A massive cyberattack has spread across the world, locking up computers in the Russian government and hospitals in England with no clear end in sight in what is being called the biggest hack of its kind ever recorded.

The ransomware is targeting Microsoft operating systems and costs users $300 to free up their frozen computers. The bug has also popped up in Asia, Africa and Latin America.

“This is a very large, fast-spreading worm, and the user, you don’t have to do anything to be infected,” said Michael Sulmeyer, director of the Cyber Security Project at Harvard’s Belfer Center for Science and International Affairs.

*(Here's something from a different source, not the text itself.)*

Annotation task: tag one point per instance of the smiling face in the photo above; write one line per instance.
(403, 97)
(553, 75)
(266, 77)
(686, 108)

More than 75,000 systems in at least 99 countries were infected yesterday with the “WannaCry” ransomware, according to cybersecurity firm Avast.

Ransomware is a type of computer attack that takes over computers and servers, making the data inaccessible unless the owner sends the digital currency Bitcoin to the hackers.

“Ooops, your files have been encrypted!” the message said.

The virus uses a vulnerability in a Microsoft file-sharing protocol used in Windows XP and more recent versions of Windows. Microsoft released a critical security update earlier this year to fix the vulnerability in some versions, but did not for XP, an operating system it no longer supports. That means any computer running Windows XP is — and will remain — vulnerable to this ransomware attack.

The U.S. Computer Emergency Readiness Team, part of the Department of Homeland Security, said yesterday it had received reports of ransomware “in several countries,” but did not say if there have been any reports in the U.S.

FedEx reported that its Windows computers were “experiencing interference” from malware, but wouldn’t say if it had been hit by ransomware.

There is no reason why the virus, which can spread on its own and doesn’t rely on a user clicking a bad link or opening an infected attachment, won’t keep spreading. It starts by someone opening an infected email attachment releasing the virus, experts warn.

“There’s no national boundary,” Sulmeyer said. “I wouldn’t be surprised it it’s already propagating somewhere against some U.S. entity.”

The attacks yesterday were concentrated in Europe, with Russia the hardest hit, experts said. Spain, Portugal and the U.K. also reported significant attacks. One of the first reported targets was the U.K.’s National Health Service. More than a dozen hospitals and health care institutions were unable to access patient files and medical records.

British Prime Minister Theresa May said it did not appear patient data had been taken, and said the NHS had not been specifically targeted.

Even if the NHS wasn’t targeted, it took the brunt of the attack. Hospitals closed emergency rooms, and rerouted patients to unaffected facilities.

Losing electronic medical records and systems can bring hospitals to their knees, said John Halamka, chief information officer at Beth Israel Deaconess Medical Center. He said BIDMC completely lost its computer systems in 2002 thanks to a network error.

“Doctors couldn’t enter orders, they had to hand-write them, X-rays could no longer be exchanged digitally,” Halamka said.

The hospital was so in the weeds, he said, that then-CEO Paul Levy threw on his sneakers and was running lab results back and forth.

“If access to an individual patient’s medical record is locked, that obviously is a problem, because you don’t have quick access to a patient’s medical history, allergies they may have,” said Paul Biddinger, chief of Massachusetts General Hospital’s division of emergency preparedness. “Just the loss of the system in and of itself means that the systems are instantly under a tremendous amount of strain.”